Lifestyle

FDA Authorizes Pfizer COVID-19 Vaccine

by Kristine Cannon
Biontech Pfizer vaccine
Alex Gottschalk/DeFodi Images via Getty Images

Millions of doses of the coronavirus vaccine will be sent nationwide over the next week

Nine months into this pandemic, and the U.S. has finally authorized its first vaccine against the novel coronavirus, the New York Times reports. Pfizer-BioNTech’s two-dose COVID-19 vaccine was approved by the Food and Drug Administration (FDA) for emergency use on Friday; and within days, millions of vulnerable people should start receiving the vaccine.

The authorization of the vaccine followed a 17-4 vote of confidence from an advisory panel of experts. And within 24 hours, the first doses should be shipped out nationwide, with healthcare workers and nursing home residents given the first doses.

“The FDA’s authorization for emergency use of the first COVID-19 vaccine is a significant milestone in battling this devastating pandemic that has affected so many families in the United States and around the world,” said FDA commissioner Stephen Hahn, per Buzzfeed News. “The tireless work to develop a new vaccine to prevent this novel, serious, and life-threatening disease in an expedited timeframe after its emergence is a true testament to scientific innovation and public-private collaboration worldwide.”

Dr.

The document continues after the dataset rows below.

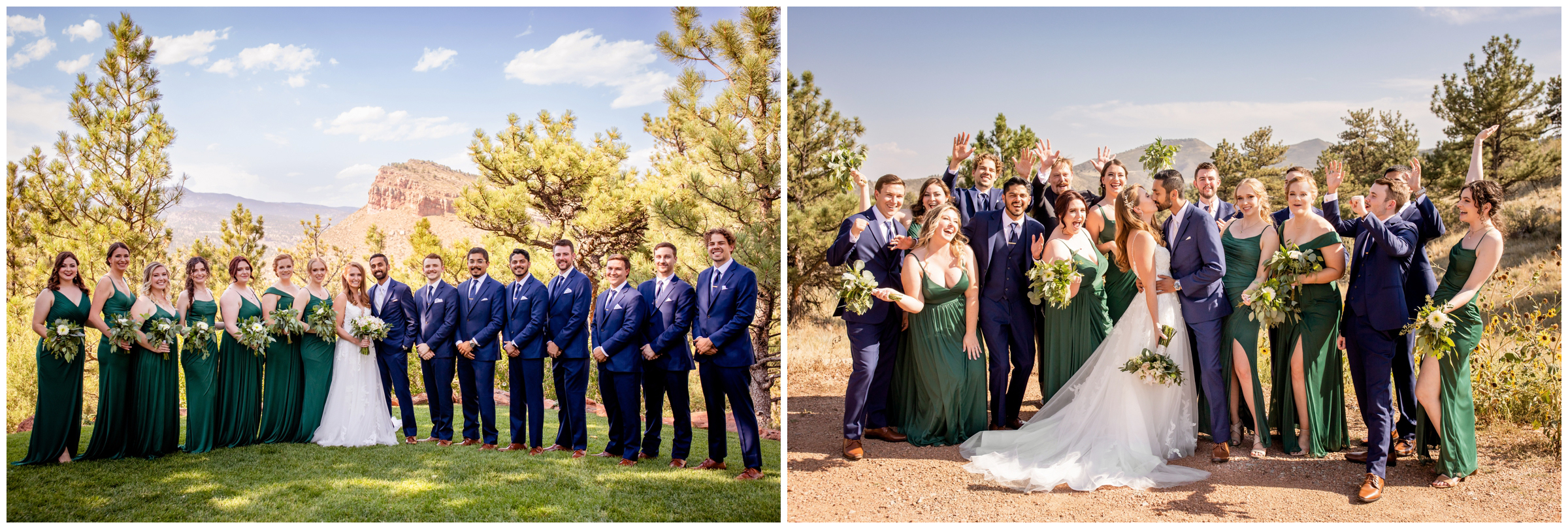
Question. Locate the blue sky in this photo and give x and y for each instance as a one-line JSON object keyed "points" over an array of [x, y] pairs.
{"points": [[304, 104], [1120, 77]]}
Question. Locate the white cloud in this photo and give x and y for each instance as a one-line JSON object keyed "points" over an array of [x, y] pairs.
{"points": [[74, 66], [435, 58], [187, 48], [589, 60], [375, 123], [88, 30], [32, 52]]}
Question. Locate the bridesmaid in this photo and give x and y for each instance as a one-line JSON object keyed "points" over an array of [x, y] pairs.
{"points": [[1445, 384], [1071, 334], [57, 417], [1102, 226], [316, 353], [116, 370], [240, 370], [157, 401], [939, 387], [1247, 240], [197, 304], [283, 384], [1308, 379]]}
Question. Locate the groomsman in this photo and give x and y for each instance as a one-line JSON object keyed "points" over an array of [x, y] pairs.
{"points": [[1376, 310], [527, 317], [667, 359], [874, 337], [394, 304], [566, 344], [981, 198], [617, 348], [482, 313], [727, 302], [435, 345], [1005, 243], [1421, 214]]}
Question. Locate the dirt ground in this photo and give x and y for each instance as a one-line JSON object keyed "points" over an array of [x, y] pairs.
{"points": [[1518, 481]]}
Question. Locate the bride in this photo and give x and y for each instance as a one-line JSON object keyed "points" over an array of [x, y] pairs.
{"points": [[1106, 426], [357, 413]]}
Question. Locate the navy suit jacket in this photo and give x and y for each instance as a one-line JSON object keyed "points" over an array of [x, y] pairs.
{"points": [[527, 315], [399, 313], [987, 235], [883, 263], [570, 306], [438, 320], [668, 321], [618, 329], [482, 317], [725, 312], [1384, 251], [1198, 263]]}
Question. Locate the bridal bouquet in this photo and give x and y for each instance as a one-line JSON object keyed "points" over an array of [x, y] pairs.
{"points": [[1053, 282], [63, 340], [200, 336], [286, 321], [163, 330], [322, 320], [1432, 330], [253, 334], [857, 289], [122, 329], [1154, 366], [840, 165], [367, 328]]}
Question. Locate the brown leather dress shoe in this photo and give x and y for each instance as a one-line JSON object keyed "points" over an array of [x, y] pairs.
{"points": [[710, 464], [852, 449], [1371, 489]]}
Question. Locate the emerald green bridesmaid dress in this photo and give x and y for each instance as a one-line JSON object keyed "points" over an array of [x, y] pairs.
{"points": [[938, 395], [157, 396], [239, 385], [1071, 334], [1457, 436], [316, 354], [112, 429], [1322, 364], [57, 417], [201, 382], [283, 389], [1120, 287]]}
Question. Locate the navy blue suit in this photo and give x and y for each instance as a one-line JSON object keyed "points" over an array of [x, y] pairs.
{"points": [[571, 297], [723, 315], [527, 317], [1198, 265], [393, 353], [482, 313], [874, 336], [1418, 285], [670, 315], [618, 330], [438, 326], [1007, 320], [1376, 310]]}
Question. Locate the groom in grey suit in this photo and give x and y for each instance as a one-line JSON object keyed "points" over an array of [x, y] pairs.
{"points": [[1198, 265]]}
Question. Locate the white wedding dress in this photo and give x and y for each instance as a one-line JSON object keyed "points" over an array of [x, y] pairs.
{"points": [[357, 411], [1104, 426]]}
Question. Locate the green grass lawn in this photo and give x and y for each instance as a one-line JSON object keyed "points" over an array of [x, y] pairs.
{"points": [[422, 483]]}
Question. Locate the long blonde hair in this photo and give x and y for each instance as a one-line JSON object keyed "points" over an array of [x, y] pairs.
{"points": [[1128, 221]]}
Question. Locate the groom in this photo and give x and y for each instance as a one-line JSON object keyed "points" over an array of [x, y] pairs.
{"points": [[1198, 265]]}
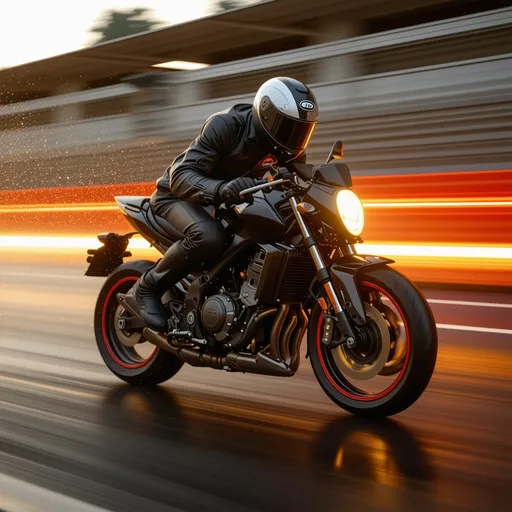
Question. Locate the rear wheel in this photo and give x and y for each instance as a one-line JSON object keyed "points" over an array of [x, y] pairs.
{"points": [[124, 350], [394, 357]]}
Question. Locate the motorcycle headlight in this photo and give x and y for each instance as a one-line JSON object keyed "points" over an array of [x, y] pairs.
{"points": [[351, 211]]}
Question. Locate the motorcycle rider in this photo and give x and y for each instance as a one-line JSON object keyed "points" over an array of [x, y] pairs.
{"points": [[233, 149]]}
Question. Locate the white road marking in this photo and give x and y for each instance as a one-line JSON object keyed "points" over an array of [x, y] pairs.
{"points": [[19, 496], [470, 303], [472, 328]]}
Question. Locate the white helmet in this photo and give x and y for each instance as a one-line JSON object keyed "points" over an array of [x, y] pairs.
{"points": [[286, 111]]}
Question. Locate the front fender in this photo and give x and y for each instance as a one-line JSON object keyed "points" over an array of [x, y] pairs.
{"points": [[343, 273], [104, 260]]}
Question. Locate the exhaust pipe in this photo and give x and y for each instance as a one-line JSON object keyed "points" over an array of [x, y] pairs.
{"points": [[260, 363], [297, 339]]}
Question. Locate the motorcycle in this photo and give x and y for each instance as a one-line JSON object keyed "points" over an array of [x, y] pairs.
{"points": [[290, 271]]}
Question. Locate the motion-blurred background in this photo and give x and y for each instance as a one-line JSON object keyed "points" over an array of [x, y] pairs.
{"points": [[420, 91]]}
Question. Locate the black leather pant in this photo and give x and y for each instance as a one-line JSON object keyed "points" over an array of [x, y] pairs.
{"points": [[204, 238], [202, 241]]}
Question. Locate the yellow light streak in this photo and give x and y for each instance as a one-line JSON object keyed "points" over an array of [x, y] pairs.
{"points": [[59, 208], [436, 251], [383, 249]]}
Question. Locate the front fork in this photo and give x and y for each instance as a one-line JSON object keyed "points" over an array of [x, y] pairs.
{"points": [[348, 335]]}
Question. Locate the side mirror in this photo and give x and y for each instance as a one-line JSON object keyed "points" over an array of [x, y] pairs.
{"points": [[336, 152]]}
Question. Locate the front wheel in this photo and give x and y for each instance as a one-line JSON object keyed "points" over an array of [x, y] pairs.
{"points": [[124, 351], [395, 352]]}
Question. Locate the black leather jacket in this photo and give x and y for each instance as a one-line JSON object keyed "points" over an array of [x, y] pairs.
{"points": [[227, 147]]}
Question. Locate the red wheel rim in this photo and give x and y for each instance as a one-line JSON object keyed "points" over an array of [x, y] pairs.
{"points": [[104, 329], [320, 347]]}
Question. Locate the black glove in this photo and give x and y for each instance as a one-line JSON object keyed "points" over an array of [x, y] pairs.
{"points": [[229, 192]]}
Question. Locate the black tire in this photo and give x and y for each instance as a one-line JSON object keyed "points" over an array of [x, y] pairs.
{"points": [[121, 361], [417, 368]]}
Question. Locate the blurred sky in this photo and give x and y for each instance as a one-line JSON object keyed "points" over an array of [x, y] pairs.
{"points": [[35, 29]]}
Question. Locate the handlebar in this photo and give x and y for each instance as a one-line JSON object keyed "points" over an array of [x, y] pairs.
{"points": [[263, 186]]}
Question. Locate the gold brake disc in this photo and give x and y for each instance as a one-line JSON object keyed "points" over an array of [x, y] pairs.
{"points": [[398, 344], [128, 339]]}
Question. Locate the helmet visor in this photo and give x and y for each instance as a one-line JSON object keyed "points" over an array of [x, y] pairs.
{"points": [[290, 133]]}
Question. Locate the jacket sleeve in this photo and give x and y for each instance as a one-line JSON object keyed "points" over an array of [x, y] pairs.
{"points": [[190, 174]]}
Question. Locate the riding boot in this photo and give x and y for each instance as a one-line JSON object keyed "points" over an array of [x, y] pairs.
{"points": [[146, 295]]}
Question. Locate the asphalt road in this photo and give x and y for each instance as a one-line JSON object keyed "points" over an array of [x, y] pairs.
{"points": [[72, 437]]}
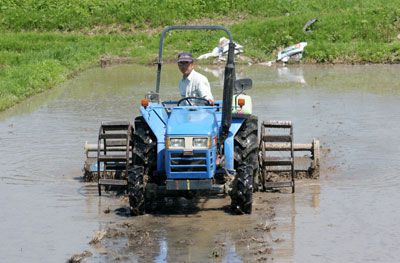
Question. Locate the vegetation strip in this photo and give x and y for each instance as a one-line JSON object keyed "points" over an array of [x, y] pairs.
{"points": [[45, 42]]}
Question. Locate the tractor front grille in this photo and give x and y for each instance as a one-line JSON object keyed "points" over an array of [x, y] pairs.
{"points": [[197, 165], [193, 163]]}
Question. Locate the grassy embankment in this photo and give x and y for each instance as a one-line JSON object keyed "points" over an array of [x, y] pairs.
{"points": [[44, 42]]}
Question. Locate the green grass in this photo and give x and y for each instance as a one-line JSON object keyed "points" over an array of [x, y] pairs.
{"points": [[43, 42]]}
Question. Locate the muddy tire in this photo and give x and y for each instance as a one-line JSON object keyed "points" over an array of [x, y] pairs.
{"points": [[144, 148], [136, 190], [246, 165], [145, 156]]}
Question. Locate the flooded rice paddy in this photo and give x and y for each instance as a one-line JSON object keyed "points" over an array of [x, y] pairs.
{"points": [[350, 214]]}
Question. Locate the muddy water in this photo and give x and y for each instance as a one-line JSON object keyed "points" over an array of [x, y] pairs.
{"points": [[350, 215]]}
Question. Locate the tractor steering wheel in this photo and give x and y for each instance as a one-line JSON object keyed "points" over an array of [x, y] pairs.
{"points": [[190, 101]]}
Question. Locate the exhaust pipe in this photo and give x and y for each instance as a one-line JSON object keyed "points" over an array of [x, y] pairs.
{"points": [[229, 82]]}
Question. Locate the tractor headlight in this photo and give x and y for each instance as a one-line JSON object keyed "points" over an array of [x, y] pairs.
{"points": [[176, 143], [203, 142]]}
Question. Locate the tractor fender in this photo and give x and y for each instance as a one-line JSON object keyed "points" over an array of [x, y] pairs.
{"points": [[156, 117]]}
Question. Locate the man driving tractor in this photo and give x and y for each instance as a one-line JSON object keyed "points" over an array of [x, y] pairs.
{"points": [[192, 84]]}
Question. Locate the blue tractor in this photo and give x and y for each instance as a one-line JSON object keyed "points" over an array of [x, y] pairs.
{"points": [[189, 147]]}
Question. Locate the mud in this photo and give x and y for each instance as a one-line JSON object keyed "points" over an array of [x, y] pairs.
{"points": [[349, 215]]}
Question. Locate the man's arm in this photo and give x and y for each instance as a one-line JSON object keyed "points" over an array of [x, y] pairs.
{"points": [[205, 90]]}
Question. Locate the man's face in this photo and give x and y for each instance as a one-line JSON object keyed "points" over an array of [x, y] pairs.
{"points": [[185, 67]]}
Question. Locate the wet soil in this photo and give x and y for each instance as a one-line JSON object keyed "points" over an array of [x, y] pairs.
{"points": [[349, 215]]}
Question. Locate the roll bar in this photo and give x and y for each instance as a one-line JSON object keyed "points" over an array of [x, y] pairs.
{"points": [[229, 77]]}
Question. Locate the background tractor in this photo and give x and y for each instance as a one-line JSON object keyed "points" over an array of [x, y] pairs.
{"points": [[190, 147]]}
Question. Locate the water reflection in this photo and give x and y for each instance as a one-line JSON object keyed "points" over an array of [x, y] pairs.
{"points": [[352, 110]]}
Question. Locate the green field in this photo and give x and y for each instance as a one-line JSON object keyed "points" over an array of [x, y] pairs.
{"points": [[43, 42]]}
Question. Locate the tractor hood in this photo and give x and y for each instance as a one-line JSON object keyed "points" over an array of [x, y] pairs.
{"points": [[192, 121]]}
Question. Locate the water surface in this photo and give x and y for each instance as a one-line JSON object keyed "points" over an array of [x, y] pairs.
{"points": [[349, 215]]}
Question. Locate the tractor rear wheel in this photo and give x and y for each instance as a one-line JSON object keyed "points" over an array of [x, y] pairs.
{"points": [[246, 165]]}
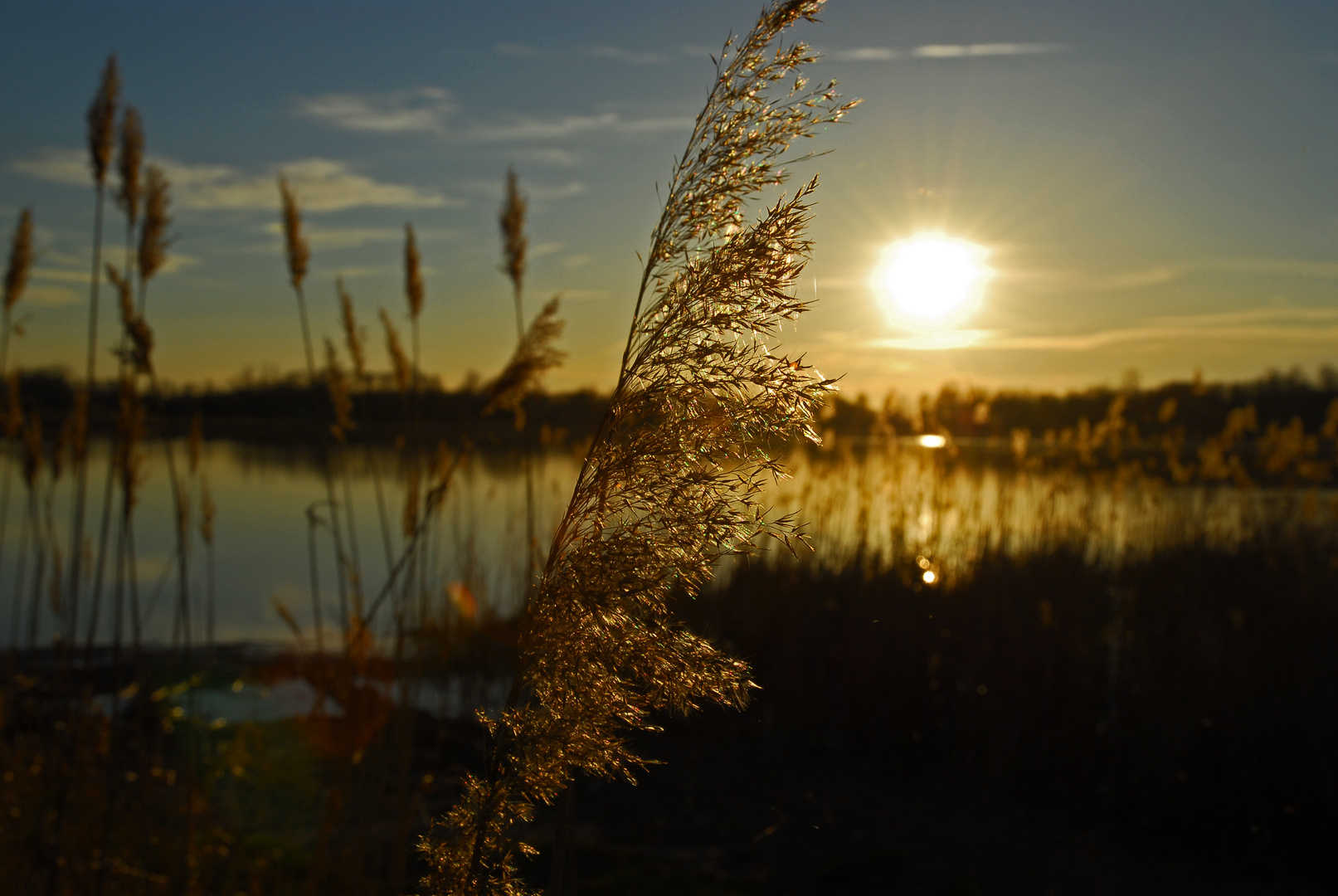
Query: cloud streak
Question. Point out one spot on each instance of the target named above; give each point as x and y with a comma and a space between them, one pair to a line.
421, 110
600, 51
971, 51
323, 185
525, 129
1261, 325
943, 51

Anthony Fauci, chief of the National Institute of Allergy and Infectious Diseases, called the quick approval of the vaccine “inconceivable.”

“Actually having the vaccine in somebody’s arm in less than a year — 11 months to be exact, from January to the beginning of December — it would have been inconceivable to me a year or two or three ago,” Fauci said at a JAMA Network event on Friday.

Health and Human Services Secretary Alex Azar echoed Fauci’s sentiment.

“It is nothing short of a medical miracle to have FDA authorization of a vaccine for COVID-19 just over 11 months since the virus was made known to the world,” Azar said in announcing the decision Friday night, per Los Angeles Times.

Fauci added the he plans to get the vaccine publicly, following a trend of other high-profile Americans vowing to do the same, including former presidents Barack Obama, Bill Clinton, and George W. Bush — as a way to promote public confidence in the COVID-19 vaccine.

“People like Anthony Fauci, who I know, and I’ve worked with, I trust completely,” Obama said in an interview with SiriusXM. “So, if Anthony Fauci tells me this vaccine is safe, and can vaccinate, you know, immunize you from getting COVID, absolutely, I’m going to take it.”

The COVID-19 vaccine developed Pfizer Inc. and BioNTech was shown to be 95 percent effective in clinical trials. Pfizer said that, in addition to delivering millions of doses across the U.S., including 327,000 to California, they can produce as many as 50 million doses by the end of the year.

But to those who believe that because we now have a vaccine, we’ll return to normal overnight. According to Dr. George Daley, dean of Harvard Medical School, expect “many more months of infection prevention,” including mask wearing and social distancing.

“Vaccines will not offer an overnight solution,” Daley said. “We need to brace ourselves for many more months of infection prevention and distancing measures as the vaccines are rolled out.”